Date: 5/11/10 20:51 (UTC)
From: [identity profile] box-in-the-box.livejournal.com
The problem being that, in the digital marketplace, artificial scarcity is the ONLY type of scarcity that exists, because as the linked article points out, anything that exists solely as digital data is not something that anyone needs to pay any amount of money for. It's like charging people money to breathe oxygen, and then attempting to enforce it by law. It's going to fail so hard that it'll actually make Prohibition look like a raging success by comparison. You're talking about "the market," but any such market still relies on CONSUMERS. I can watch any movie or TV show that I want, and listen to all the music that I want, online for free, and while I do make an effort to pay money for the ones that I enjoy, the only reasons I have for doing so are a) my own ethics and b) RIAA threats, which I find so onerous that I'm sorely tempted to "steal" media, even when I WANT to pay for it, simply out of SPITE, which means that the RIAA is actually CREATING media theft among many would-be consumers. Once you have a system that's based on unenforceable mandates and the honor system, there is no "market" anymore, because that's what COMMUNISM relied upon to keep itself running — presumptions of good faith and oppressive threats — and that's why it FAILED.

(no subject)

Date: 5/11/10 20:56 (UTC)
From: [identity profile] box-in-the-box.livejournal.com
Speaking as someone who works in the media, the reason is much simpler and more self-serving — the media knows very well that artificially enforced scarcity is the only type of scarcity that exists for most of the market anymore (http://www.cracked.com/article_18817_5-reasons-future-will-be-ruled-by-b.s..html), and that's more true of the media itself than anybody, and the problem with artificially enforced scarcity is that it's ultimately unenforceable, and if scarcity is unenforceable, then the free market is permanently fucked forever, for the very simple reason that a nigh-infinite supply creates a virtually nonexistent demand.

(no subject)

Date: 5/11/10 20:58 (UTC)
From: [identity profile] box-in-the-box.livejournal.com
Trust me, I'm not saying this is good news — as a consumer of media, I love it, because I pay nothing for my entertainment and news media now, but as a PRODUCER of media, I'm shitting my pants over this, because this is where my income comes from.

(no subject)

Date: 5/11/10 21:01 (UTC)
From: [identity profile] badlydrawnjeff.livejournal.com
Well, you're choosing the theft route. No one's forcing you down that line.

Yes, the balance hasn't been struck yet, but you're frankly not helping.

(no subject)

Date: 5/11/10 21:40 (UTC)
From: [identity profile] redheadrat.livejournal.com
There are dozens of professions and skill sets on BA/BS level that are not going anywhere, but where the majority of workers are earning mediocre wages, so if the future college grad wants basic stability, he can go towards one of these. Examples: nursing, clerical, technicians of all sorts, processing accountants, restaurant managers, etc.

Then there are jobs that require constant work and study from the worker. Most IT jobs fall into this category.

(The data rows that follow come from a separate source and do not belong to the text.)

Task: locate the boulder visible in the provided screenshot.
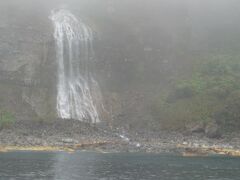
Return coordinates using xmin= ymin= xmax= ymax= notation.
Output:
xmin=205 ymin=123 xmax=222 ymax=138
xmin=186 ymin=122 xmax=205 ymax=133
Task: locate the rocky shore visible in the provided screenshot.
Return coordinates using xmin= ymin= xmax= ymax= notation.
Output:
xmin=0 ymin=120 xmax=240 ymax=156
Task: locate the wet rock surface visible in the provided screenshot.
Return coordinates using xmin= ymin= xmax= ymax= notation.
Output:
xmin=0 ymin=120 xmax=240 ymax=155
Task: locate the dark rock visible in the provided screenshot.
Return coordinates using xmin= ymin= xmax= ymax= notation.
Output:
xmin=205 ymin=123 xmax=222 ymax=139
xmin=187 ymin=122 xmax=205 ymax=133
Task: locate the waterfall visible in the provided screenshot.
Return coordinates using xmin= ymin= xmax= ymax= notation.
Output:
xmin=50 ymin=9 xmax=101 ymax=123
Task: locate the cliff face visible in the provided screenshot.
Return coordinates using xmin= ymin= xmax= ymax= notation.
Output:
xmin=0 ymin=2 xmax=55 ymax=119
xmin=0 ymin=0 xmax=188 ymax=123
xmin=3 ymin=0 xmax=240 ymax=129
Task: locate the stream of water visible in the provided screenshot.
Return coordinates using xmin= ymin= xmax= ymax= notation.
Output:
xmin=50 ymin=9 xmax=101 ymax=123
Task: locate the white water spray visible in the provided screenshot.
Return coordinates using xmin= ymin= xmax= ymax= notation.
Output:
xmin=50 ymin=9 xmax=101 ymax=123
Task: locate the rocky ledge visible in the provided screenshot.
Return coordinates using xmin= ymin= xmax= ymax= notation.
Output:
xmin=0 ymin=120 xmax=240 ymax=156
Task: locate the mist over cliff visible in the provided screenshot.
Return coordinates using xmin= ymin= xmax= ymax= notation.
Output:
xmin=0 ymin=0 xmax=240 ymax=130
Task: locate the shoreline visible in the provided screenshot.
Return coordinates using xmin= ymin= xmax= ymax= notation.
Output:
xmin=0 ymin=121 xmax=240 ymax=157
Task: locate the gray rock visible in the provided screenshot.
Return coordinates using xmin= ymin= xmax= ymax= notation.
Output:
xmin=187 ymin=122 xmax=205 ymax=133
xmin=205 ymin=123 xmax=222 ymax=138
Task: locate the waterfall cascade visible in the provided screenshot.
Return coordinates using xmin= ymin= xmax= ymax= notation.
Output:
xmin=50 ymin=9 xmax=101 ymax=123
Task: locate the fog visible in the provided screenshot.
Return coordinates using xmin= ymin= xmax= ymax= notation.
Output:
xmin=0 ymin=0 xmax=240 ymax=131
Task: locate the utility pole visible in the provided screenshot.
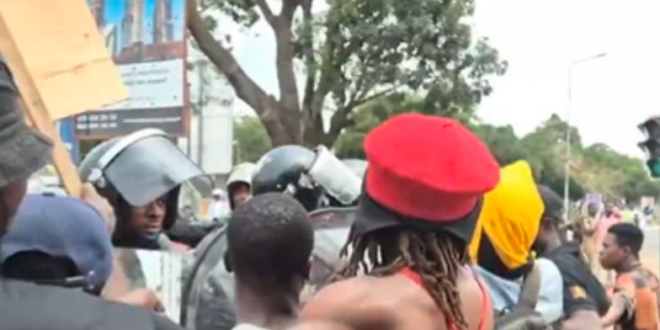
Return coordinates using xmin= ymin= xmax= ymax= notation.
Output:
xmin=195 ymin=59 xmax=208 ymax=168
xmin=564 ymin=53 xmax=607 ymax=221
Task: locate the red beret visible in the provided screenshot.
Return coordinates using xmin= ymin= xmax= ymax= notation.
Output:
xmin=364 ymin=113 xmax=500 ymax=222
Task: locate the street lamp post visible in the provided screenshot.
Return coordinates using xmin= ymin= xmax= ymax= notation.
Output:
xmin=564 ymin=53 xmax=607 ymax=221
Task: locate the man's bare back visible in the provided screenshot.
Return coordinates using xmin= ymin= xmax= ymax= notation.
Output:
xmin=300 ymin=270 xmax=493 ymax=330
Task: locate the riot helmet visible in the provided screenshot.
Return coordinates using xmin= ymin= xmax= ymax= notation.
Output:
xmin=252 ymin=145 xmax=361 ymax=211
xmin=227 ymin=163 xmax=256 ymax=210
xmin=341 ymin=158 xmax=368 ymax=179
xmin=79 ymin=129 xmax=213 ymax=248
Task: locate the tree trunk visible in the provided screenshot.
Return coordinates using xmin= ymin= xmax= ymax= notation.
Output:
xmin=187 ymin=0 xmax=302 ymax=146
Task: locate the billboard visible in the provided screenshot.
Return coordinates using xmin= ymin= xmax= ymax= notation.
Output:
xmin=75 ymin=0 xmax=188 ymax=139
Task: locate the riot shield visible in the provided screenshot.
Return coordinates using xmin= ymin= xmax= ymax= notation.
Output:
xmin=115 ymin=248 xmax=192 ymax=323
xmin=181 ymin=208 xmax=355 ymax=330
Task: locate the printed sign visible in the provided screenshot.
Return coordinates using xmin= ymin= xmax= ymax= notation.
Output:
xmin=76 ymin=0 xmax=188 ymax=139
xmin=115 ymin=249 xmax=185 ymax=323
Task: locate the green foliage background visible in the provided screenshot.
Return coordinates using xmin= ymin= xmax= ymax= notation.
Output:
xmin=234 ymin=93 xmax=660 ymax=202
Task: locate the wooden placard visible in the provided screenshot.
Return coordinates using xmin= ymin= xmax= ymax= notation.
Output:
xmin=0 ymin=0 xmax=128 ymax=196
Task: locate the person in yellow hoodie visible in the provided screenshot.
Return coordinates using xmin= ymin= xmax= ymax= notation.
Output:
xmin=469 ymin=161 xmax=563 ymax=324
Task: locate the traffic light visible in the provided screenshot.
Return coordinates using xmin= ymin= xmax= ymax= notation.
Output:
xmin=638 ymin=117 xmax=660 ymax=179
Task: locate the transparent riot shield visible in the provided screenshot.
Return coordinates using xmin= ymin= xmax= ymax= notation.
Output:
xmin=181 ymin=208 xmax=355 ymax=330
xmin=114 ymin=248 xmax=192 ymax=323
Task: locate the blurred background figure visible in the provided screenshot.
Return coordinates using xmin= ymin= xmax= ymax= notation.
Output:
xmin=591 ymin=201 xmax=623 ymax=285
xmin=227 ymin=163 xmax=257 ymax=211
xmin=208 ymin=189 xmax=229 ymax=222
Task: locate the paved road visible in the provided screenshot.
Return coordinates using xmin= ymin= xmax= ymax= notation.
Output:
xmin=642 ymin=227 xmax=660 ymax=274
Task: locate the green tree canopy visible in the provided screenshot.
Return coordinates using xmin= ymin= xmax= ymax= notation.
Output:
xmin=187 ymin=0 xmax=506 ymax=146
xmin=335 ymin=94 xmax=660 ymax=201
xmin=234 ymin=117 xmax=272 ymax=164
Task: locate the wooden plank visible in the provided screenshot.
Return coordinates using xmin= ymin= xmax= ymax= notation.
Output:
xmin=0 ymin=0 xmax=128 ymax=196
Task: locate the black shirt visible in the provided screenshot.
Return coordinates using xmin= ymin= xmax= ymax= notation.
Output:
xmin=0 ymin=279 xmax=183 ymax=330
xmin=543 ymin=242 xmax=610 ymax=317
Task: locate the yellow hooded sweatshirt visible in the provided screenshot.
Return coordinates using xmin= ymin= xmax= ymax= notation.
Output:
xmin=469 ymin=161 xmax=544 ymax=269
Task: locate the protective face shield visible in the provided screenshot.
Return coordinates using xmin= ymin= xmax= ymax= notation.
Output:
xmin=341 ymin=159 xmax=369 ymax=179
xmin=80 ymin=129 xmax=213 ymax=207
xmin=252 ymin=146 xmax=362 ymax=211
xmin=181 ymin=208 xmax=355 ymax=330
xmin=307 ymin=146 xmax=362 ymax=209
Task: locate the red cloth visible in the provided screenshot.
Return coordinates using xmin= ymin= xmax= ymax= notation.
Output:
xmin=364 ymin=113 xmax=500 ymax=222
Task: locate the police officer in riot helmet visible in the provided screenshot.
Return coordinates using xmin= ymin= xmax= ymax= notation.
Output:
xmin=79 ymin=129 xmax=213 ymax=250
xmin=252 ymin=145 xmax=361 ymax=211
xmin=341 ymin=158 xmax=369 ymax=179
xmin=252 ymin=145 xmax=323 ymax=211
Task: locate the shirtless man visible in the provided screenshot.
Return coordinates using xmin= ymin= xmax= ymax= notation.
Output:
xmin=298 ymin=113 xmax=499 ymax=330
xmin=226 ymin=193 xmax=314 ymax=330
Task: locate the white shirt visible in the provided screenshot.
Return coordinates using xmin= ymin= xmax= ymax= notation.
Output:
xmin=232 ymin=323 xmax=268 ymax=330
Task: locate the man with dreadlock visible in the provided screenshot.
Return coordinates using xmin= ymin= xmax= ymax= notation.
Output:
xmin=298 ymin=113 xmax=499 ymax=330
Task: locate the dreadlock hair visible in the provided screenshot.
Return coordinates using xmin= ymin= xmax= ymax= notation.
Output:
xmin=607 ymin=223 xmax=644 ymax=258
xmin=338 ymin=228 xmax=469 ymax=329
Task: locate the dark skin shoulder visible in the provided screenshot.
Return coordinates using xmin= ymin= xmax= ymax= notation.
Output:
xmin=301 ymin=272 xmax=493 ymax=330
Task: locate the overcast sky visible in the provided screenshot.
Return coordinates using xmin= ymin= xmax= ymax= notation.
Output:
xmin=220 ymin=0 xmax=660 ymax=156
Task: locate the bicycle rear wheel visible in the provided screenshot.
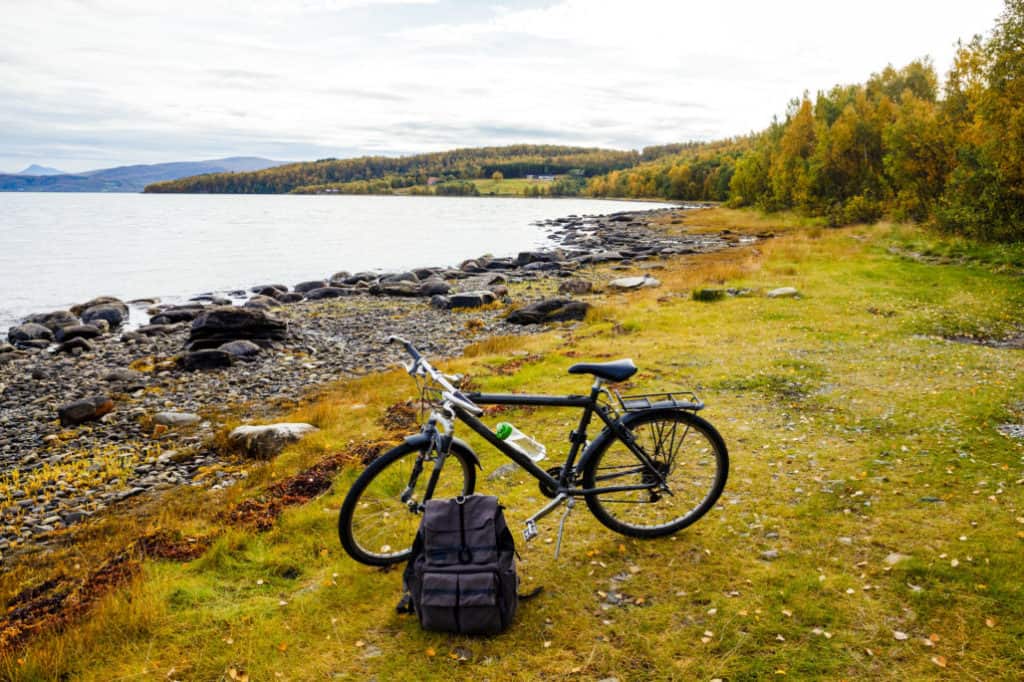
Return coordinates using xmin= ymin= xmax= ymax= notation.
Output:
xmin=338 ymin=442 xmax=476 ymax=566
xmin=583 ymin=410 xmax=729 ymax=538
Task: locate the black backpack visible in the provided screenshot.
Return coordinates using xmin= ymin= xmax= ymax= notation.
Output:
xmin=398 ymin=495 xmax=519 ymax=635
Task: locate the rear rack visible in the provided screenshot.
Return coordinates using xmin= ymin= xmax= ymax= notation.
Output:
xmin=613 ymin=391 xmax=703 ymax=412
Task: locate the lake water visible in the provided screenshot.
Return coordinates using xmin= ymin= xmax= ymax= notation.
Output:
xmin=0 ymin=193 xmax=667 ymax=327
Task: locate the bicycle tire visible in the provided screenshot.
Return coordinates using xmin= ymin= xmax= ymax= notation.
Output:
xmin=583 ymin=410 xmax=729 ymax=538
xmin=338 ymin=441 xmax=476 ymax=566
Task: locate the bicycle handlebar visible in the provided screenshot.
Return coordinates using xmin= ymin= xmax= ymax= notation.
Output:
xmin=387 ymin=334 xmax=483 ymax=417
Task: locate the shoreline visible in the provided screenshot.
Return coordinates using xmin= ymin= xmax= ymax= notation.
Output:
xmin=0 ymin=193 xmax=687 ymax=329
xmin=0 ymin=202 xmax=746 ymax=565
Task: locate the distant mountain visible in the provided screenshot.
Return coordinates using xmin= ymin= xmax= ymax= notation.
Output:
xmin=18 ymin=164 xmax=68 ymax=175
xmin=145 ymin=144 xmax=640 ymax=195
xmin=0 ymin=157 xmax=284 ymax=191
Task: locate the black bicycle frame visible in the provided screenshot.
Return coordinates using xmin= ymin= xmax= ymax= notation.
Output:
xmin=440 ymin=384 xmax=665 ymax=496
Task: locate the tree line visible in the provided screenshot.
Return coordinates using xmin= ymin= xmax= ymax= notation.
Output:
xmin=145 ymin=144 xmax=640 ymax=194
xmin=587 ymin=0 xmax=1024 ymax=240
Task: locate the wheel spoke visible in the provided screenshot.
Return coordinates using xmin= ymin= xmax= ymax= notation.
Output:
xmin=339 ymin=446 xmax=472 ymax=564
xmin=588 ymin=413 xmax=727 ymax=535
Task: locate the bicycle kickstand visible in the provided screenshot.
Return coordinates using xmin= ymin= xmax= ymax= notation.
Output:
xmin=522 ymin=493 xmax=572 ymax=543
xmin=555 ymin=498 xmax=575 ymax=559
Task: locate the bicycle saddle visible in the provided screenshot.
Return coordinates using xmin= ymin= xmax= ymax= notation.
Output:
xmin=569 ymin=358 xmax=637 ymax=381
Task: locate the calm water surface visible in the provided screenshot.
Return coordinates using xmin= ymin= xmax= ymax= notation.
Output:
xmin=0 ymin=193 xmax=662 ymax=327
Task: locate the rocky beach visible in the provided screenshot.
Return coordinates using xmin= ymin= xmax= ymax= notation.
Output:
xmin=0 ymin=204 xmax=752 ymax=559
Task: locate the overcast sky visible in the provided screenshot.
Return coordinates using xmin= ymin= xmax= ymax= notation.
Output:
xmin=0 ymin=0 xmax=1002 ymax=172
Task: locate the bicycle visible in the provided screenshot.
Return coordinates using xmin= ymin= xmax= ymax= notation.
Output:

If worker falls behind the trend, the job will be gone.

Another level up are jobs that require extensive training before doing anything. Usually coming near those jobs with a bachelor's degree is impossible. But a college student with passion can explore those routes into medicine, law, etc.

But the best jobs are the unknowns, they revolve around new trends and technologies and the workers earning their money at these jobs distinguish themselves by the ability to learn something very different fast. These kind of workers are by all means universal and often they will have completely "meaningless" degrees in stuff like philosophy or mathematics.

As to creation of wealth by widget production, it is long gone. Quality and efficiency of automated robotic labor is much higher and workers are needed to design, maintain and run the machines rather than hammer out the widgets.

(no subject)

Date: 5/11/10 21:42 (UTC)
From: [identity profile] redheadrat.livejournal.com
The only real viable solutions would not be environmentally good and/or will come from biotechnology, where they will really employ only the top scientists and not grunts.